Своим пером, острым, точно рубин на сухом резце, Ипполита уже много лет рисовала бесчисленных гарпий. Гарпий в ветвях голого дерева, гарпий, сидящих на изгороди площадки, гарпий, бьющихся на чердаке, гарпий, гнездящихся в ячейках колумбария, гарпий в полете, гарпий, подстерегающих в листве, гарпий посреди развалин какой-нибудь Пальмиры. Она даже наделила одну из них своим лицом - одинокую гарпию на фоне пустынного пейзажа, напоминающего высокогорья Персии, ведь в конечном итоге Ипполита - собственная мать и одновременно собственная дочь. Возвращаясь к себе, возвращаясь в себя, она обнимает свою вторую половину и вновь соединяется с ней, как Сарпедон, обнимая тень, которой становится, наконец воплощает самое давнее и сокровенное из своих желаний. Такова Ипполита с ее длинными черными перьями, которые обрезаны пустыми зеркалами, с бровями, приподнятыми над трутовыми глазами, с губами, искривленными в презрительной гримасе, и с шевелюрой, возвышающейся, подобно хохолку некоторых крупных хищных птиц. Автопортрет, тождественный химической диаграмме, хотя ее кристаллы можно направить в сторону, отличную от той, что рассматривает автор. Такова участь любого автопортрета и даже любого портрета, всегда слишком тяжелого либо слишком легкого, слишком большого либо слишком маленького, поневоле состоящего из телескопических глубин и втягивающихся знаков.

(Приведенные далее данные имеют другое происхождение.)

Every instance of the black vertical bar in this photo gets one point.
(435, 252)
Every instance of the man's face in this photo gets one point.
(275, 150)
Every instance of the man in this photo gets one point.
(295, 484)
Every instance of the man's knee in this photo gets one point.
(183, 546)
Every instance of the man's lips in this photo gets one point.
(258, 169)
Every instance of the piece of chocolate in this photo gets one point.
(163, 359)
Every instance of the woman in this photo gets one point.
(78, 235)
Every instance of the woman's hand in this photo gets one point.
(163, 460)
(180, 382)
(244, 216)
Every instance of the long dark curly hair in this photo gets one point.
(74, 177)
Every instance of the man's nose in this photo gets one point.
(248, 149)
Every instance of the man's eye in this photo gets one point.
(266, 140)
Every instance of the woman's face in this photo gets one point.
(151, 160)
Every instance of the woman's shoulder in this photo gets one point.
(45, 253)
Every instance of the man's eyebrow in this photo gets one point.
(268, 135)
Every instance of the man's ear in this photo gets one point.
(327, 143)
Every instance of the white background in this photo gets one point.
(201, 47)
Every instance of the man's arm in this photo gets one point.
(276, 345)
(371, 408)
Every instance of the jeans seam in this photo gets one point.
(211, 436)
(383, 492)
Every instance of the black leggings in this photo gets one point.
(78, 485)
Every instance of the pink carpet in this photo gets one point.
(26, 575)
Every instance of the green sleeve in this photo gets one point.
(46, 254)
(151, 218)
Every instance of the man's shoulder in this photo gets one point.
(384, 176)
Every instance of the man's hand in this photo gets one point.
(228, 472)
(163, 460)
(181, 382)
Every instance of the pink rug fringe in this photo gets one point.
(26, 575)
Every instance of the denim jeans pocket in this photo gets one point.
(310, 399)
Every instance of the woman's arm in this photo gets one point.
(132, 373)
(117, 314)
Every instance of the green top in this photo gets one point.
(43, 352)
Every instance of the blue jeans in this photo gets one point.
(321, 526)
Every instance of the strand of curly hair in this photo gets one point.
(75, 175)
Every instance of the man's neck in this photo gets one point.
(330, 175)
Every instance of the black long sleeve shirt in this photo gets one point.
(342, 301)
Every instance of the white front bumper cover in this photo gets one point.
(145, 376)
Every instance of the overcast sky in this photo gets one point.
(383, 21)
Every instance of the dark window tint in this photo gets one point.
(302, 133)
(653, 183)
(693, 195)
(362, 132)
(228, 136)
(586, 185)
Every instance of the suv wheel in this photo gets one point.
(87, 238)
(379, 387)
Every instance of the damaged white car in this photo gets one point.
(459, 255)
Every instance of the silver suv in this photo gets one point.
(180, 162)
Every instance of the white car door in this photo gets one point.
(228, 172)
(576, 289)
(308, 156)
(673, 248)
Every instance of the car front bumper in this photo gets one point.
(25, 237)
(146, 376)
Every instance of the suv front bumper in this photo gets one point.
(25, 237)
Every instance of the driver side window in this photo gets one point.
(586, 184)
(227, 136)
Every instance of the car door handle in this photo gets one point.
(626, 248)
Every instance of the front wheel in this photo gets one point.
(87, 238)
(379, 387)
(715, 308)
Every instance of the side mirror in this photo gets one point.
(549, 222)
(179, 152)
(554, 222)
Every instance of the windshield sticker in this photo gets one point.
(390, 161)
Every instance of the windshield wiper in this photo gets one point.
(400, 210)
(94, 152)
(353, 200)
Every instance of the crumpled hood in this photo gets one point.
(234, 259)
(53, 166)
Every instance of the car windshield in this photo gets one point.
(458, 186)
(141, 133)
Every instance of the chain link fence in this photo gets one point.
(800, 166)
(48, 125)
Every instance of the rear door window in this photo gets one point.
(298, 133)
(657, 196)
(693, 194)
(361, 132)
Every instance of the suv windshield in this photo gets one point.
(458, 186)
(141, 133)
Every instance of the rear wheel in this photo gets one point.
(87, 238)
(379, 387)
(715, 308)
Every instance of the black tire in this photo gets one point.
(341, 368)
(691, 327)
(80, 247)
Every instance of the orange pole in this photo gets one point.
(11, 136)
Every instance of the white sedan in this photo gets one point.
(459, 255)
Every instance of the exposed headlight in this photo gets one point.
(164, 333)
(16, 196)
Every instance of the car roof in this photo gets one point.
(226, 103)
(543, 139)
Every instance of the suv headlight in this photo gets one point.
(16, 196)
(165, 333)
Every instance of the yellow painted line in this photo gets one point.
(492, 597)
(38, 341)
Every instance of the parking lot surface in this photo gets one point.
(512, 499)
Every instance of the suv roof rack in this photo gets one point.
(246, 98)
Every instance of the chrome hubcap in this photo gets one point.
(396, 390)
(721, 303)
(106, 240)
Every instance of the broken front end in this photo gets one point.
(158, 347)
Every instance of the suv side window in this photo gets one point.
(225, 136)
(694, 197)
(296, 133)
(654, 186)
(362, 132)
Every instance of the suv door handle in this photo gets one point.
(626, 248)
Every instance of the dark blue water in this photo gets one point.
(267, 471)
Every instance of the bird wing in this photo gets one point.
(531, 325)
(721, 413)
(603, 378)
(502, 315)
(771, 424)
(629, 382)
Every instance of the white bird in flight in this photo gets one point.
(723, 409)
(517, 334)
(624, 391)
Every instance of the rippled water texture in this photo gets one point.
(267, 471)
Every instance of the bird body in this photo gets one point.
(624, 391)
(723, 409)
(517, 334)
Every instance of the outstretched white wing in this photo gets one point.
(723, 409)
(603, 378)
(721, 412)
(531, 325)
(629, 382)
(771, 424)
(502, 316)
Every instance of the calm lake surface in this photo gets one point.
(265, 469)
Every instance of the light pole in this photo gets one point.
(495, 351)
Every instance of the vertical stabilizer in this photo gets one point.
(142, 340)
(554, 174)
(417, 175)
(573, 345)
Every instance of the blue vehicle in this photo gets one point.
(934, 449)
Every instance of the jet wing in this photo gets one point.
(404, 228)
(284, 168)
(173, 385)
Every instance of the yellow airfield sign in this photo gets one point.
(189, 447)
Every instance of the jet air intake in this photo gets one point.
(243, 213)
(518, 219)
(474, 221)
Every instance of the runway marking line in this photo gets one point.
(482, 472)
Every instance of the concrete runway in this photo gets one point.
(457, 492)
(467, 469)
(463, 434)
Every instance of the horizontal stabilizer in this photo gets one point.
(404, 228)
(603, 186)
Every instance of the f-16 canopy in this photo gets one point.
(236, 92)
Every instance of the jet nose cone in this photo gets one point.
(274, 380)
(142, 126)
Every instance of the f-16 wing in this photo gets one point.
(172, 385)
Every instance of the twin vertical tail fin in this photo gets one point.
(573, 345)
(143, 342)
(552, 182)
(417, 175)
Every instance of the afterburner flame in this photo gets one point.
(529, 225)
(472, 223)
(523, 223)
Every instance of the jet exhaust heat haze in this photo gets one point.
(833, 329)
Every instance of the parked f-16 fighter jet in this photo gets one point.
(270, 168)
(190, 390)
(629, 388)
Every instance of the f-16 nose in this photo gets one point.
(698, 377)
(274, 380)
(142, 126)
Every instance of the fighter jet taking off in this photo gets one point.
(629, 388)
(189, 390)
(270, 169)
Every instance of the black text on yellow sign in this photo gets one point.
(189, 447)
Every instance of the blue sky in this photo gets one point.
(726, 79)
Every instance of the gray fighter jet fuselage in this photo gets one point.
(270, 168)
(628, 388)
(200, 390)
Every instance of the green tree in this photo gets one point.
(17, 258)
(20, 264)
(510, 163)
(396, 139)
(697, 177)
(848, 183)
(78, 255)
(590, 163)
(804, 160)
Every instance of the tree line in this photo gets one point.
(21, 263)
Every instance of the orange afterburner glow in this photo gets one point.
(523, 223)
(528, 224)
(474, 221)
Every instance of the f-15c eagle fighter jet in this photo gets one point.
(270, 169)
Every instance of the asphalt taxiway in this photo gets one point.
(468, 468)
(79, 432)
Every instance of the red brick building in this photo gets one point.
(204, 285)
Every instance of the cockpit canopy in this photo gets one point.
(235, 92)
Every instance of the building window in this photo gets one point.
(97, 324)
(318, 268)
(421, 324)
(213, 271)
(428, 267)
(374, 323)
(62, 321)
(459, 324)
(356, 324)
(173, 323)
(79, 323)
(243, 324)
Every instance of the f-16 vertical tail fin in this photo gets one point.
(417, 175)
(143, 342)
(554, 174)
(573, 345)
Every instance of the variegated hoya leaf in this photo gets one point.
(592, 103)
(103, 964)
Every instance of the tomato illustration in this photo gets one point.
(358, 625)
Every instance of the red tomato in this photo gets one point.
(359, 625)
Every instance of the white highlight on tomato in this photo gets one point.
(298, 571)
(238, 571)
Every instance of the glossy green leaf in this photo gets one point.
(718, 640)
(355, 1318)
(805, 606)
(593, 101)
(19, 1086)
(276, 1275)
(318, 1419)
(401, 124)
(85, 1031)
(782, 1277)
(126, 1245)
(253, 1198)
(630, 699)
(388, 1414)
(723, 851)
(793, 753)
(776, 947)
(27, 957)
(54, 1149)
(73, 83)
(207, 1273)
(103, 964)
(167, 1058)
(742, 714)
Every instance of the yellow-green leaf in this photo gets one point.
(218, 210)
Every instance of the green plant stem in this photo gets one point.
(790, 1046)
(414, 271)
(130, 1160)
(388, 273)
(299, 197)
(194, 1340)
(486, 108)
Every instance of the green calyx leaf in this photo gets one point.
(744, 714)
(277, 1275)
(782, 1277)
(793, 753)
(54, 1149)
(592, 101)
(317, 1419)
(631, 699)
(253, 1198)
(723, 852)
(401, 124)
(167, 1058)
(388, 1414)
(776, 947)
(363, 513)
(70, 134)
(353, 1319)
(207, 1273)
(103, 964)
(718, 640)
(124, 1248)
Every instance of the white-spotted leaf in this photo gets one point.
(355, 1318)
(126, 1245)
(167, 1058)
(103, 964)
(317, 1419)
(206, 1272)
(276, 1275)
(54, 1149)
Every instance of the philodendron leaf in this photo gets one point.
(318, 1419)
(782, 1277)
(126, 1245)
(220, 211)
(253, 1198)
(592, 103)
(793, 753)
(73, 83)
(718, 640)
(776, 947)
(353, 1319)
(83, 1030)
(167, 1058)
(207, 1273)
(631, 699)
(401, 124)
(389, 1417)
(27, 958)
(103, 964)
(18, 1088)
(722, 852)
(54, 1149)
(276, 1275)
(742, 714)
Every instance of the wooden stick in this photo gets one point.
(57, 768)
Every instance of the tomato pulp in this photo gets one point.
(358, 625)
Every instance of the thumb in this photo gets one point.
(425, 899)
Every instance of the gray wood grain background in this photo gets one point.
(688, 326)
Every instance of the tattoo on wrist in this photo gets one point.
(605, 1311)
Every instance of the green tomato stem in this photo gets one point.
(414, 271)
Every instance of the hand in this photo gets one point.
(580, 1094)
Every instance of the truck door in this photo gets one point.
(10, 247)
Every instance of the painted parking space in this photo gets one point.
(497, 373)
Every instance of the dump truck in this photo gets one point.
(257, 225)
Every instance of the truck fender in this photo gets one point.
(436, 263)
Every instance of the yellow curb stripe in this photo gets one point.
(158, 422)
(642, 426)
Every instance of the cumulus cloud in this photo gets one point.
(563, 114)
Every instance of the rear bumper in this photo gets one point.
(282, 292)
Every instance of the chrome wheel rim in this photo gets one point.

Я сделаю серию автопортретов, попробую зафиксировать такое знакомое лицо, которое со временем стало для меня чужим. Хотя сама я не могу как следует себя рассмотреть, глаза посторонних часто кажутся мне стеклянными протезами или даже искажающими лупами. Например, прошлой зимой я неожиданно столкнулась с собственной персоной во франкфуртской картинной галерее, на одном карандашном этюде без названия: художник выставлял его вместе с другими рисунками как простые альбомные наброски. Портрет явно был выполнен по газетным фотографиям, беглым зарисовкам или, самое большее, сделанным наспех эскизам. В его экспрессионистском стиле чувствовалось что-то застывшее, устарелое, и мое лицо, нарисованное крупными штрихами с подчеркнутой энергичностью, казалось вышедшим из Берлина двадцатых. Однако это была все же я - сильно подурневшая, постаревшая на полстолетия и целиком сведенная к соединению неживых форм. Художник никогда не разговаривал со мной лично, мы обменялись лишь парой слов при нечаянной встрече. Возможно, его заинтересовала геометрия лица, но все же не настолько, чтобы он попытался постичь ее глубинный смысл и заинтересовался характером. Этот портрет меня поразил и мне совсем не понравился. На пару минут он даже огорчил меня до такой степени, что я решила пожаловаться, но сразу же представила всю глупость такого поступка, ведь небезразличное отношение к чему-либо равносильно признанию. Не признать этот портрет своим, обойти его молчанием - значит, заронить в каждом зрителя зерно сомнения, которое вскоре превратится в чистое отрицание. Как только я решила, что эта злосчастная картинка изображает не меня, она тотчас перестала изображать меня в моих глазах, а вскоре, вероятно, и в глазах других. Но каковы же будут мои автопортреты?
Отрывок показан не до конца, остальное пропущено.